Third of disability centres ‘failing on safeguarding standards’
Hiqa report finds improvement in disability care centre sector over last five years
State agency Hiqa carried out 743 inspections last year
Nearly a third of centres for people with disabilities are falling short of safeguarding standards for residents, a Health Information and Quality Authority (Hiqa) review has found.
The watchdog published a five-year review of disability centre inspections on Tuesday.
Hiqa said overall the sector was not compliant with almost a quarter of regulations at the end of last year.
However, over the past five years inspectors had seen a “significant shift towards compliance” with standards, the report said.
The State agency carried out 743 inspections last year.

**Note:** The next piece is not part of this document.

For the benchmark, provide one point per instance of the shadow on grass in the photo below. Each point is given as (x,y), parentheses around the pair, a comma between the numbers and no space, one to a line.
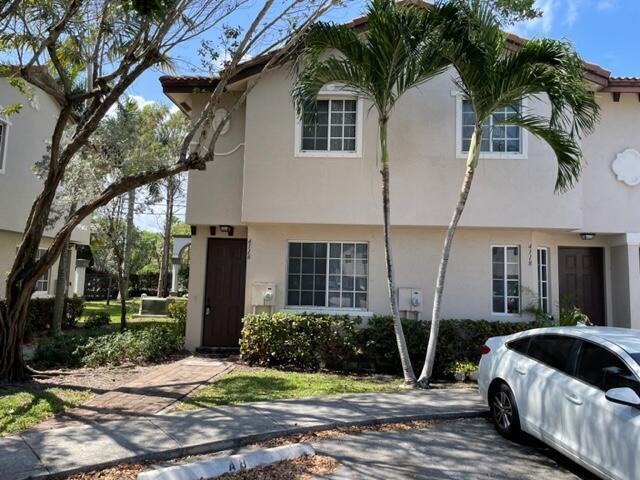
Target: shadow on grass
(22,406)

It has powers to effectively close substandard facilities if repeated and serious failings are not addressed.
In November 2016 binding new regulations for the sector were due to be introduced. However, due to concerns nearly 350 centres would fall significantly short of the standards and be ordered to close, the deadline was extended by two years.
“Almost one in three centres inspected failed to ensure that residents were adequately safeguarded at all times in 2018,” the report said.
One common problem was tensions between residents living together in centres that did not have private rooms, the report said. “This may result in verbal and or physical aggression between residents due to their incompatible living arrangements,” it said.
The report criticised the lack of specific safeguarding legislation to cover vulnerable adults, compared to existing child-protection laws.
Where Hiqa find a centre is not complying with standards, it can issue warning letters and then send notices proposing to cancel that facility’ registration.
Over the past five years, Hiqa served 68 notices to cancel registrations due to failings. In 51 cases the notices were withdrawn following improvements, the report said. In 10 cases the regulator followed through and removed the centres’ registration.
At the end of last year, 117 disability centres had conditions put on their registration to operate, requiring them to fund capital improvements and renovations.
In recent months Hiqa has warned Minister for Health Simon Harris nearly 80 State-run disability centres were at risk of closure due to their premises failing to meet standards.
Hiqa chairman Pat O’Mahony wrote to Mr Harris to warn existing funding to improve centres would not be adequate to address problems, which mainly relate to overcrowding and fire-safety concerns.
Despite financial pressures on the health service, Hiqa has informed the HSE it cannot adopt a softer line inspecting facilities where improvements to premises are required.
The Hiqa report also found little improvement in governance and management standards in the sector, with rates of major regulatory non-compliance increasing from 11 to 12 per cent over the five years.
Mary Dunnion, Hiqa chief inspector of social services, said regulations governing the sector were just the “basic level of service” expected to be provided.
Ms Dunnion said the agency had been informing the HSE of problems with inadequate premises in State-run centres for the last four years.